In response to this situation, Schwartz proposes that monetary policy should not be used as a tool for economic growth, as it must remain stable and conservative. In his view, banks should aim for zero inflation and allow economic growth to lower the prices of some goods. Additionally, they should develop financial security policies and deposits that make them less dependent on the government. He argues against using the Central Bank’s discount rate, as interest rates are an ambiguous tool—sometimes they reduce inflation, and other times they sustain it. He also opposes a European banking union and a common income policy.
During the Q&A session, Pedro Schwartz affirms that low inflation is possible, as it is a monetary phenomenon, and that inflation can also decrease if the production of real goods and services expands. He highlights how an event like the collapse of Credit Suisse affects Spain, as we live in a globalized financial world—evident in how Spain’s three largest banks saw their stock prices decline following this event. He also warns that while excessive money creation was a mistake, an excessive reduction of money supply could also be problematic.
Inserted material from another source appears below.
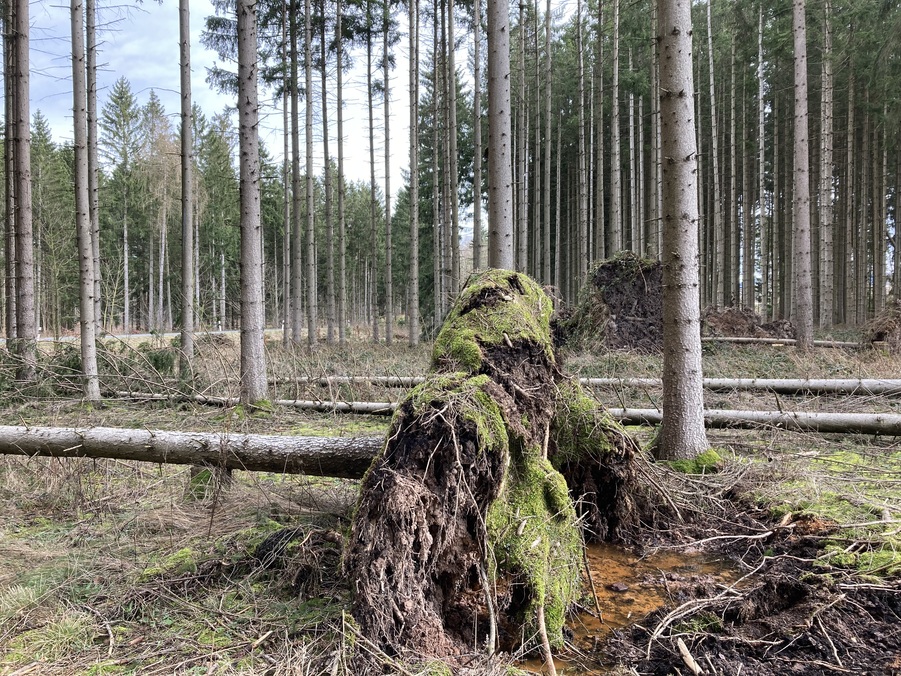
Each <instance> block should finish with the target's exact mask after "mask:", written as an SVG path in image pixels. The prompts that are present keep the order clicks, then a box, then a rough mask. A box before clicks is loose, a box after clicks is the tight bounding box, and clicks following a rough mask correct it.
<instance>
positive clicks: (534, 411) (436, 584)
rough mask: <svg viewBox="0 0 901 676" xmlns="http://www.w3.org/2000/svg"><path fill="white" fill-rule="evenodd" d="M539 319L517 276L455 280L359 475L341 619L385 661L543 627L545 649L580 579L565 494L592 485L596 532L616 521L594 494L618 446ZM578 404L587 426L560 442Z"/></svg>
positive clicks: (528, 636)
Additionally, Schwartz emphasizes that rising interest rates have severe financial consequences; increasing the cost of money does not reduce its loss of value but instead threatens the financial stability of private banks.
On other matters, Pedro Schwartz argues that banks must safeguard their profit margins and acknowledges that mortgage holders will suffer due to past monetary policy errors. He warns that excessive government debt could reach a point where further borrowing abroad is impossible, forcing governments to raise taxes to pay pensions. Furthermore, he stresses that the war in Ukraine has fundamentally changed defense policy perceptions, making public defense spending essential for maintaining the stability of democracies. He also notes that China’s central bank has taken a conservative approach and has not fueled inflation, thereby implementing the correct monetary policy.
Finally, INCIPE’s Secretary-General, Manuel Alabart, concludes by emphasizing that central banks bear responsibility for inflation and that a stable monetary policy is necessary.